As noted earlier, Christine Kexel Chabot (Marquette) has this originalist defense of the financing arrangement: The Founders' Purse (Virginia Law Review, forthcoming). Here is the abstract:
This Article addresses a new and impending war over the constitutionality of broad delegations of spending power to the executive branch. In an opening salvo, the Fifth Circuit held that Congress unconstitutionally delegated its power of the purse to the Consumer Financial Protection Bureau, and the Supreme Court has agreed to review its decision this term. Notwithstanding the fact that Congress authorized the Bureau’s budget “by law,” the Fifth Circuit held that this law violated the Appropriations Clause because it granted the Bureau substantial budgetary independence in two key respects: first, it afforded the Bureau broad discretion to self-direct its budget for an unlimited duration, and second, it granted the Bureau permanent funds that were drawn from interest-based earnings of the Federal Reserve system. The Fifth Circuit supported this conclusion with an ambitious but highly selective originalist interpretation of Article I, section 9’s Appropriations Clause. Defenders of the Fifth Circuit’s ruling have likewise justified its holding with formalist and originalist arguments that the Bureau’s budgetary independence amounts to an unconstitutional delegation of legislative spending power. The broader debate about delegation of spending power extends beyond the Bureau and calls into question laws awarding similar budgetary independence to financial regulators such as the Federal Reserve as well as the Biden Administration’s ability to forgive student loans (and spend debt owed the government) “without specific statutory authorization.”

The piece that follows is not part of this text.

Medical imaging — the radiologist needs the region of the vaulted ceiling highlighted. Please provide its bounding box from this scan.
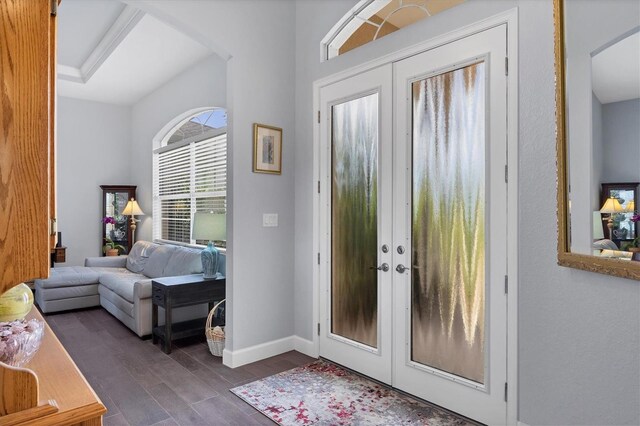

Originalist claims to a nondelegation doctrine that limits the duration, generality, and source of spending in laws passed by Congress have missed a critical body of contrary historical evidence introduced by this Article. First, records of the Constitutional Convention show that the delegates approved new and durable congressional revenue and spending powers to support the U.S. government and its credit while declining proposals for general temporal limitations on Congress’s revenue and spending powers. Second, early congresses repeatedly put these new and durable spending powers to use in laws that bypassed all three proffered limitations on duration, generality, and source of funding. To support U.S. credit, and upon the recommendation of Secretary of the Treasury, Alexander Hamilton, early congresses granted an agency known as the Sinking Fund Commission power to self-direct a permanent fund that was drawn from interest-based earnings on debt held by the United States. To establish an affordable new federal government, early congresses also funded a majority of federal officers including core law enforcement officials and even a new agency through permanent and independently directed fees that were paid by private parties. This history shows that Article I, section 9 means what it says and requires only that Congress authorize spending “by law.” Critics who have questioned the constitutionality of broad delegations of spending power have strayed from the lessons of both text and history.
UPDATE: The SCOTUSblog summary of the argument is here: Court divided over funding mechanism for consumer watchdog. At Volokh Conspiracy, Jonathan Adler has an interesting note on one exchange in the argument: Is It Unamicable to Reject the Argument of a Friendly Amicus Brief? (noting that the government disavowed the argument in a supposedly supportive law professors' brief).